For those of you who are running a version older than 7.3, you’ll need to temporarily close and then reopen the index in which you want to reload the synonyms file rather than sending the two commands above. Upon reopening, the index will reload the new synonyms file.
*Important*: If you have multiple nodes in your cluster, be sure to update the synonyms file on every node to ensure a consistent result.
The second option is to use the new Synonyms API that has been released in beta in 8.10. That option is the most flexible one as it doesn’t impact the cluster state like we saw earlier and it doesn’t require you to upload your synonyms file to all your nodes and clearing all your caches.
This new API simply stores the synonyms in a system index, like any other documents. It allows you to create synonyms sets and their associated rules. Synonyms sets are simply a way to store related synonyms in a consistent way and they can be updated dynamically at search time. There are also no limits as to how many sets you can define. Each synonyms set contains synonyms rules. Let’s now see how to define such a synonyms set and apply it to our `my_synonym_analyzer`
First, we need to create our first synonyms set using the command below (note that the format to be used must be the Solr one):
PUT _synonyms/furniture-synonyms { "synonyms_set": [ { "id": "couch-synonyms", "synonyms": "couch, sectional, sofa" }, { "id": "large-synonyms", "synonyms": "big, large => lrg" } ] }
So, we have created a synonyms set called `furniture-synonyms` but it only contains the first two synonym rules we used earlier, for “couch” and “large”. We have forgotten to add the rule for “small”, but we don’t need to update the full synonyms set, we can just add a single rule to our existing synonyms set as shown below:
PUT _synonyms/furniture-synonyms/small-synonyms { "synonyms": "small, tiny => sm, smll" }
A new synonym rule with the identifier `small-synonyms` has now been added to our previously created synonyms set. And there is no need to reload anything, all synonyms sets and rules are reloaded automatically for us and search analyzers are ready to pick them up. See how easy that was?
Now that our synonyms have been stored, we can define our `my_synonym_token_filter` search analyzer using the following command (note that we are only showing the part that change):
PUT /furniture-index { "settings": { "index": { "analysis": { … "filter": { "my_synonym_token_filter": { "type": "synonym", "synonyms_set": "furniture-synonyms", "updateable": true } } } } }, … }
As you can see, we only need to specify the `synonyms_set` instead of the `synonyms_file` setting, all the rest stays the same.
Depending on your needs, environment constraints and the version you’re using, you now have different options to manage your synonyms.
Summary
In this article, we have explained the importance of text analyzers as well as why search-time analyzers are more flexible than index-time analyzers.
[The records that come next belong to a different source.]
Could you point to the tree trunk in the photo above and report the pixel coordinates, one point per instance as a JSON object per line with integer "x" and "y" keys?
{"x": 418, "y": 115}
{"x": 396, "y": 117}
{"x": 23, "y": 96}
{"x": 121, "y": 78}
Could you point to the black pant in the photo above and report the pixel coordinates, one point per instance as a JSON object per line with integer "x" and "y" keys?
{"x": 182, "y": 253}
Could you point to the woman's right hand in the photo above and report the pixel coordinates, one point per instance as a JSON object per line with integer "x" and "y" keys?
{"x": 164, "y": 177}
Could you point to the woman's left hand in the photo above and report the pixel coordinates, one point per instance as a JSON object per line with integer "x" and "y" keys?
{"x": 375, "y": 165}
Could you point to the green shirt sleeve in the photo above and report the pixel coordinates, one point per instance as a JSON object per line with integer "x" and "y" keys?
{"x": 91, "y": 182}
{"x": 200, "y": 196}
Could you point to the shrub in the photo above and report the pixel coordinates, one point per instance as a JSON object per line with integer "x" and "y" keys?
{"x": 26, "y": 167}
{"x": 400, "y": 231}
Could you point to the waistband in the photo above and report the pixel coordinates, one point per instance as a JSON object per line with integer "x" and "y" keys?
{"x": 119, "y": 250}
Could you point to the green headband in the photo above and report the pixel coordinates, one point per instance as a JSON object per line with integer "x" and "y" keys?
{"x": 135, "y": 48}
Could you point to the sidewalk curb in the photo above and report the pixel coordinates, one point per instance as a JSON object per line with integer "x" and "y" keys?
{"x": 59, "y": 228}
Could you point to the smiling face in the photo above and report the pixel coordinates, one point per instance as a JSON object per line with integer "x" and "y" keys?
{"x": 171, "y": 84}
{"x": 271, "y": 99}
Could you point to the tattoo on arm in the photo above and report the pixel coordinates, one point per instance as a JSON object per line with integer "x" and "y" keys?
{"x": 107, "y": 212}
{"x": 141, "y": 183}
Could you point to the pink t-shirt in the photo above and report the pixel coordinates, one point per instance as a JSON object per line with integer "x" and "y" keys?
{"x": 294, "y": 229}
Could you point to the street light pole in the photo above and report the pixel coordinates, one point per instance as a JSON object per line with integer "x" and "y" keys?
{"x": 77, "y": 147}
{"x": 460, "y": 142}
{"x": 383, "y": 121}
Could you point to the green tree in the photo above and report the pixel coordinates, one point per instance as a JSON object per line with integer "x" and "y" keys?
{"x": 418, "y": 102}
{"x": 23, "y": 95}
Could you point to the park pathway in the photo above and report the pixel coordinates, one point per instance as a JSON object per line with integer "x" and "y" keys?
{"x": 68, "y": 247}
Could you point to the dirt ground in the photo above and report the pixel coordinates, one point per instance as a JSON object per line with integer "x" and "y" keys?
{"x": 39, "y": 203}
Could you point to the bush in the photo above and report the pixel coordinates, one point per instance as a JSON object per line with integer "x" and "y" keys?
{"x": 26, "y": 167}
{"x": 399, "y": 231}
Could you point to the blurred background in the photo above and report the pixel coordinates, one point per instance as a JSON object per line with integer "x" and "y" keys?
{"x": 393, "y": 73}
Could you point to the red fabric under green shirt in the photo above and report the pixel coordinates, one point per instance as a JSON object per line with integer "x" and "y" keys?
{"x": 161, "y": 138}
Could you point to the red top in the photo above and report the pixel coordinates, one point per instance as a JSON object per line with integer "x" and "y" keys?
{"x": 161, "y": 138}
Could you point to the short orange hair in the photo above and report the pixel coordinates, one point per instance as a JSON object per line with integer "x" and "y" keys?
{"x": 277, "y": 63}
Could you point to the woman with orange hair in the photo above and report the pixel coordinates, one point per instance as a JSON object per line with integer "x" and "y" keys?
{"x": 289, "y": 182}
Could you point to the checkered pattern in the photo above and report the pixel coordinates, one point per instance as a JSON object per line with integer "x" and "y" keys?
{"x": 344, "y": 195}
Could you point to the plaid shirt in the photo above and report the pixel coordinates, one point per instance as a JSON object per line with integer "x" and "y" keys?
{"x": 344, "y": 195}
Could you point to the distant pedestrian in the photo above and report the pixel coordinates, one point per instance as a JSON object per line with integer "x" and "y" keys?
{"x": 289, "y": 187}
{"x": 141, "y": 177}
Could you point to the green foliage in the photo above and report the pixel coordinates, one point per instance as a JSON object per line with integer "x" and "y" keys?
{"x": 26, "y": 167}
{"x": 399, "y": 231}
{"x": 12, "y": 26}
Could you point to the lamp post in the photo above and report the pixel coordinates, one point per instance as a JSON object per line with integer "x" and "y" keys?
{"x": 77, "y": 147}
We have then reviewed the benefits of the synonyms token filter in the analysis process.
We wrapped up by showing three different ways of managing your synonyms, namely inline in your index settings, through a text file that needs to be uploaded to all your nodes (since 7.3), and via the new Synonyms API (since 8.10) which offers the greatest flexibility.
Giving your users a relevant search experience requires lots of fine tuning and synonyms are a great way to give your users the experience you’re hoping they have. As with any system, it’s important to continually test and change your system to keep things up to date and working as you intend.